Wages in Slovakia increase at a significant pace.Wages in Slovakia increase at a significant pace.(Source: TASR)

Wages in Slovakia keep going up, driven by the thriving economy, lack of a qualified labour force and measures such as night and holiday surcharges.

Since May 2018, companies have been obliged to pay their employees new work surcharges and a further increase in these is due later in 2019. Also, those who employ at least 50 people must contribute financially to the holiday of their employees for the first time this year.

Nevertheless, Slovak wages are still among the lowest in the EU. Economists see labour productivity as the main reason for this. Slovakia’s average added value generated by an employee was lower than that of Austria and Germany. At the same time, Slovakia’s labour costs are almost one quarter lower than Germany and almost one third lower than Austria.

“Thus, wages at the level of the average in Germany or Austria simply do not make any economic sense for now,” said Ľubomír Koršňák, analyst with the UniCredit Bank Czech Republic and Slovakia, adding that sustainable growth of wages should be driven by growth in labour productivity.

Average wages exceeded €1,000

Wages continued increasing in 2018, albeit at a slower pace than in 2017. Still, the average wage in Slovakia exceeded €1,000, based on data from the Platy.sk website which monitors wages on the Slovak market.

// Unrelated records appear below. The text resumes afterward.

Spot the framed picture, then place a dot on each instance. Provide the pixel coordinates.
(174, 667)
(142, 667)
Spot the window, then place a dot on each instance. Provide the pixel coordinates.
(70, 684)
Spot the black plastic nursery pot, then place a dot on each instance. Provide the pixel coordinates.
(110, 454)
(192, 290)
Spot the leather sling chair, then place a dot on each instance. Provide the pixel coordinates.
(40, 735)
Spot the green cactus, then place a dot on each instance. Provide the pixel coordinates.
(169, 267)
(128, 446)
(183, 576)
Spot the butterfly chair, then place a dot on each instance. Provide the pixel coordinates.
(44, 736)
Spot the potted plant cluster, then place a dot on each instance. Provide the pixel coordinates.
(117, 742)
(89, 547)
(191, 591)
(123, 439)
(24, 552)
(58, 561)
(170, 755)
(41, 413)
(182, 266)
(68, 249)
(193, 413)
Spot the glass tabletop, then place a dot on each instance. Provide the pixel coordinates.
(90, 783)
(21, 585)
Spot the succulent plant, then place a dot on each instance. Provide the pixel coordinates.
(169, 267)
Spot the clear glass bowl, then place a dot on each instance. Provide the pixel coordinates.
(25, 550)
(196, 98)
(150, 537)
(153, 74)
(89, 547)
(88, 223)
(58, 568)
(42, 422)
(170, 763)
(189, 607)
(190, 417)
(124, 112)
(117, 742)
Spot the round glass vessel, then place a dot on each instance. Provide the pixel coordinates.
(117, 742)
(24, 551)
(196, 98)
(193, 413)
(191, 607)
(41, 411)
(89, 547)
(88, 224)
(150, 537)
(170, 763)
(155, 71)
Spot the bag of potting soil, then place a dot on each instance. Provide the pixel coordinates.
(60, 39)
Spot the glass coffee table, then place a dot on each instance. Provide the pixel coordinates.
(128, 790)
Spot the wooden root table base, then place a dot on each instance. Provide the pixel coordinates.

In 2018, wages increased by €55 on average, while the basic gross wage, i.e. a wage stripped of bonuses, rose by 5.6 percent, “the second highest increase compared to previous years”, the Profesia.sk job website, which also runs the Platy.sk website, wrote in mid-January.

The median wage was €948, with one tenth of employees earning less than €605 per month and 25 percent earning more than €1,251.

Basic wages have grown the most in Trenčín and Žilina Regions, both up by 6.9 percent. Trnava Region followed with a 5.7 percent increase. Prešov Region reported the lowest increase of 4.8 percent as well as the lowest average wage of €841. Bratislava Region reported an increase of 5.2 percent, but it also reported the highest monthly basic gross wage of €1,336. This was significantly higher than in other regions, with the second highest basic wage at €982 in Košice Region.

In terms of occupations, according to platy.sk, an IT architect earns the most, €2,889, followed by pilots and attorneys. The opposite end of the ranking is occupied by cleaning staff with a wage of €515 followed by auxiliary kitchen staff and postal delivery staff, according to platy.sk website.

The PwC PayWell 2018 study, based on the data from 281 companies across 17 sectors, also confirmed a strong growth in wages.